Nova Scotia is making Trikafta available to all children ages 6-11
Today, Health Canada approved the use of Trikafta to treat children ages 6-11 with cystic fibrosis. Without this program, Trikafta would cost patients as much as $300,000 per year, but effective today, the province of Nova Scotia will be paying for the drug for this age group.
Cystic fibrosis (CF) is an inherited disorder that affects the lungs, digestive systems, and other organs in the body. CF affects the cells that produce mucus, sweat, and digestive juices in the body, causing the secretion to become sticky and thick instead of thin and slippery. Instead of acting as lubricants, the secretions plug up tubes, ducts, and passageways in the lungs, pancreas, and other organs.
In Canada, in newborn screening, CF can be diagnosed within the first month of life, before symptoms develop, and having access to the drug to treat it from an early again is vital. CF signs and symptoms vary depending on the severity of the disease. Some people may not experience symptoms until their teenage years or adulthood, while other people’s symptoms may worsen or improve as time passes.

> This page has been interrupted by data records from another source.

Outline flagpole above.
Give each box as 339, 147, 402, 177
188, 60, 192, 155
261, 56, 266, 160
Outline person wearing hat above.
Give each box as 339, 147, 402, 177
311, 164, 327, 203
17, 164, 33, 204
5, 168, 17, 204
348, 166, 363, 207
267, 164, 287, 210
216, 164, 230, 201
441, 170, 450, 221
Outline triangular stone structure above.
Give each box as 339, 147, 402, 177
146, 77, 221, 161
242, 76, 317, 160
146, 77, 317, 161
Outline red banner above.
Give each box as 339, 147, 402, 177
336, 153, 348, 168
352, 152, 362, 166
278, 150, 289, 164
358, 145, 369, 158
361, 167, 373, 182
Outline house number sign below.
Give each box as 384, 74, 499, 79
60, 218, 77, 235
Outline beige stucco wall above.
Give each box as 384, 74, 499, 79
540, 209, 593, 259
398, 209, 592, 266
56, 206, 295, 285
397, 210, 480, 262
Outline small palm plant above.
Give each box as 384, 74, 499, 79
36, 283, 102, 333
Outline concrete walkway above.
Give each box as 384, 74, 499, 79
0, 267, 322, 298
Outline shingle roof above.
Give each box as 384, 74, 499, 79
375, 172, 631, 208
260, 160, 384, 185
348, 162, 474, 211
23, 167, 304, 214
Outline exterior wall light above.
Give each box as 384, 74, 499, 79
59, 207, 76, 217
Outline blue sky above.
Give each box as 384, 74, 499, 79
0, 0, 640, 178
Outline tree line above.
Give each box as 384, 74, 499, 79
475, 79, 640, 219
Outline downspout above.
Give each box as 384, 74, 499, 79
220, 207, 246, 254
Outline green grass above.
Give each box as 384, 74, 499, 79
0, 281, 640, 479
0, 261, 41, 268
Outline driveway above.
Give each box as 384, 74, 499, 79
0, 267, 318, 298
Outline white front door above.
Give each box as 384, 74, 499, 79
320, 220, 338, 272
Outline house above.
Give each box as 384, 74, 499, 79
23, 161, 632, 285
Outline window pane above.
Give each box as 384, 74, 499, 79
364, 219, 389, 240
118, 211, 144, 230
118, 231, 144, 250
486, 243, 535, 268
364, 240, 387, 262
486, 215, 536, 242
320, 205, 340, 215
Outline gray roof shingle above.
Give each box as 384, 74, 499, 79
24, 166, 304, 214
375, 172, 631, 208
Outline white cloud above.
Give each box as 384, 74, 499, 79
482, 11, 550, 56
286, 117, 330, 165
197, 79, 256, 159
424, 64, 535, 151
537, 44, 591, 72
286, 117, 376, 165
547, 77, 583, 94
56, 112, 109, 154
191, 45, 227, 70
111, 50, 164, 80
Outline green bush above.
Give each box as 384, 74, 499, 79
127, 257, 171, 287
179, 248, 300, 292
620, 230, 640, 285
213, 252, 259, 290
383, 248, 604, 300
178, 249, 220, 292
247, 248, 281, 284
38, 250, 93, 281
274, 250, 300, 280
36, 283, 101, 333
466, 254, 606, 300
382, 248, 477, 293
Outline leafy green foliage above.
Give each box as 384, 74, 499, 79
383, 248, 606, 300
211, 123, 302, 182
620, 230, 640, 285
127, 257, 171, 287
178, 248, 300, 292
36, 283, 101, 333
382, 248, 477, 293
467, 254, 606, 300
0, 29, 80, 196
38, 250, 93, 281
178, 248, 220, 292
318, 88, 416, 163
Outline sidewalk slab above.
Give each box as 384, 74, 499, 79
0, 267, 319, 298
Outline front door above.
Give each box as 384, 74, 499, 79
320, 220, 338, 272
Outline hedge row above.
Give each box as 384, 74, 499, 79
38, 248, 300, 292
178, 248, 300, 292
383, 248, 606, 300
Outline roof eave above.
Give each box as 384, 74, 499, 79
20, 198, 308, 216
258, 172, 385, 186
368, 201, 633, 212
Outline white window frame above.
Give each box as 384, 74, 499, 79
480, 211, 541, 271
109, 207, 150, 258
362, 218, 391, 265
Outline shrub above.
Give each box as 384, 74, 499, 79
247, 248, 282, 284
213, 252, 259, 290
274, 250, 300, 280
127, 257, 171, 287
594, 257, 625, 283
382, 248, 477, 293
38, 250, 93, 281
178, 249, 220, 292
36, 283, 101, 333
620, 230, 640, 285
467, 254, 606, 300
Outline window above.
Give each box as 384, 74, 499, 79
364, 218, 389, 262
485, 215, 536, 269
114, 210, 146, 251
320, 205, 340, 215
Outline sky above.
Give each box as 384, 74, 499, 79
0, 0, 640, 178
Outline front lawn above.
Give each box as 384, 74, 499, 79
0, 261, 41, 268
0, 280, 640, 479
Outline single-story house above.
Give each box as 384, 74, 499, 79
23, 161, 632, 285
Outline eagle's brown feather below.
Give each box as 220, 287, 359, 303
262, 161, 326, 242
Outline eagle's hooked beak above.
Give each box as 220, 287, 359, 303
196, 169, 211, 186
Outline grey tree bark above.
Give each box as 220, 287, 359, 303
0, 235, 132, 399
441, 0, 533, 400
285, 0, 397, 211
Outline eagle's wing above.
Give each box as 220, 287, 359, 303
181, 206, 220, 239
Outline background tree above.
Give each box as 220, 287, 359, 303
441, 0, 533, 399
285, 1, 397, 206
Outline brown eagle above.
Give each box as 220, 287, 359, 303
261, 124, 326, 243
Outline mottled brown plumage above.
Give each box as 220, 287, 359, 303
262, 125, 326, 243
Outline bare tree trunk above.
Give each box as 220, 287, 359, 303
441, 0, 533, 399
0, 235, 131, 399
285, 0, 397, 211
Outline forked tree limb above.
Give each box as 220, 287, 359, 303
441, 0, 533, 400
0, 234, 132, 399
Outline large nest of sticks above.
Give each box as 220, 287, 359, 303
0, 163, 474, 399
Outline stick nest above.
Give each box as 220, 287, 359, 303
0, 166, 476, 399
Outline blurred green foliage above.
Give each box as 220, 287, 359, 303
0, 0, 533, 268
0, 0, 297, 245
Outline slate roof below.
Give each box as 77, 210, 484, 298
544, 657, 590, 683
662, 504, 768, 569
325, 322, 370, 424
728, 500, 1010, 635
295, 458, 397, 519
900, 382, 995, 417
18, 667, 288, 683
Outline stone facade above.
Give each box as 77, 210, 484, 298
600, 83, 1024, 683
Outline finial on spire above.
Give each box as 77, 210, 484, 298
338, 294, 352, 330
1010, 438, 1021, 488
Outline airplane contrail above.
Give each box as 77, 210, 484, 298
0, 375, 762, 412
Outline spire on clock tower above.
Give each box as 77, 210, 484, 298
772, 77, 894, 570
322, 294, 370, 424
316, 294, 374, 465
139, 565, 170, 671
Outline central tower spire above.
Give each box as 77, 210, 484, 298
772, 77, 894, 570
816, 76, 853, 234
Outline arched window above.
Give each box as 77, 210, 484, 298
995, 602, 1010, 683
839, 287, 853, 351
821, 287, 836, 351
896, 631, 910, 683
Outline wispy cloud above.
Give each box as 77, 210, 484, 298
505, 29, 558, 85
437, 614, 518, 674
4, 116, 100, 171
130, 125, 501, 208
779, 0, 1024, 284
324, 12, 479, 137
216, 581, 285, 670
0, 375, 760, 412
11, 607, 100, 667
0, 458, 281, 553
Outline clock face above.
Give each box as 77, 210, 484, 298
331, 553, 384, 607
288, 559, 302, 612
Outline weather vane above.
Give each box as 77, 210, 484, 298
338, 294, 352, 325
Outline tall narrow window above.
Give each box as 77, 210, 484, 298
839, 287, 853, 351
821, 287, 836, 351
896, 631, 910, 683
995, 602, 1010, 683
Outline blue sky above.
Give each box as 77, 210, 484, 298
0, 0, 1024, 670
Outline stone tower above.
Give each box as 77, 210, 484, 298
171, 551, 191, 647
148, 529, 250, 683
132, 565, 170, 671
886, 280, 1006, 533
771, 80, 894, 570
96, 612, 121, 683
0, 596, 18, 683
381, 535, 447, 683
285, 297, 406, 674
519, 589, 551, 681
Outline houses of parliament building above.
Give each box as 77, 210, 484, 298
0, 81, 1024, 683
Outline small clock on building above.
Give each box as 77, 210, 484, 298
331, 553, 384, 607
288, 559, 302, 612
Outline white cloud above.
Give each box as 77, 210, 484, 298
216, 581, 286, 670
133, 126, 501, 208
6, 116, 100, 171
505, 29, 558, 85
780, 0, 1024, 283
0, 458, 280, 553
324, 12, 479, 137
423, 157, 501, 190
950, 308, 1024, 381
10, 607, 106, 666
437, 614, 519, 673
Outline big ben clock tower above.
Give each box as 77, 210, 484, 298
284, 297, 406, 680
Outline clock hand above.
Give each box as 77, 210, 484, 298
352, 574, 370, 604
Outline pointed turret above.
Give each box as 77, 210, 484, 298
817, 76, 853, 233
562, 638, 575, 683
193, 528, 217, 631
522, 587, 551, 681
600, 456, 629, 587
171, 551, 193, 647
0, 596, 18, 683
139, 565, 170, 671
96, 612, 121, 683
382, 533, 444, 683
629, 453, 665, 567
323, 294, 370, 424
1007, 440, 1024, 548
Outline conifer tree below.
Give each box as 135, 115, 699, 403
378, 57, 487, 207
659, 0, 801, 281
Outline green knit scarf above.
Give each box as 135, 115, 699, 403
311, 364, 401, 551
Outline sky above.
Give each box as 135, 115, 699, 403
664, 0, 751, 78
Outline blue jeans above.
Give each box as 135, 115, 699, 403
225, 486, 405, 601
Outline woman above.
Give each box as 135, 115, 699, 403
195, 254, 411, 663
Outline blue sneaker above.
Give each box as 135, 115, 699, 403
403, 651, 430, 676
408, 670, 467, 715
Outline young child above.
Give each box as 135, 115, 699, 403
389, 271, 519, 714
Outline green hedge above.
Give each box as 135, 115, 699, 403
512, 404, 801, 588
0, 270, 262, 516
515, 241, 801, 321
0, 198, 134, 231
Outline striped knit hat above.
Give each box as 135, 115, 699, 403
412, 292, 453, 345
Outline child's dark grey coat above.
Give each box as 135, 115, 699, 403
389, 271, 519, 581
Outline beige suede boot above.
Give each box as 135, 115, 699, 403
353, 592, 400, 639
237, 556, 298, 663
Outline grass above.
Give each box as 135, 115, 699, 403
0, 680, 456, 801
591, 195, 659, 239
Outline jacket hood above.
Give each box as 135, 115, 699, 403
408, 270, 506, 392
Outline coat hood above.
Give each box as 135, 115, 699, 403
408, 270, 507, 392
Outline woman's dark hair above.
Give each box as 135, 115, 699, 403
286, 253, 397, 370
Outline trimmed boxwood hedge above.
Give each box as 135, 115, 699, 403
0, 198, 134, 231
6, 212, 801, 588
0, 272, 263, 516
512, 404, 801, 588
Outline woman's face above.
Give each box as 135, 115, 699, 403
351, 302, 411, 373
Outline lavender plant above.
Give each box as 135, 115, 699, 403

“Today’s news will change the trajectory of the disease and the future for many children and adults in Nova Scotia who live with cystic fibrosis. Last year, Nova Scotia funded the drug for those 12 and older, and today has continued to recognize Trikafta’s extraordinary, transformative value by expanding coverage of Trikafta to include children ages six to 11 years old. We are pleased to see that the restrictive start criterion has also been removed, enabling more people to access the drug. We celebrate this news alongside our CF community in Nova Scotia, who has worked tirelessly for this day.” Kelly Grover, President and CEO, Cystic Fibrosis Canada.
Health Canada approved the use of Trikafta to treat children 6-11 on April 20, and the Canadian Agency for Drugs and Technologies in Health recommended the drug coverage for this age group to provinces on July 6. This recommendation also included the removal of some qualifying criteria for the drug to make it available to more patients with CF.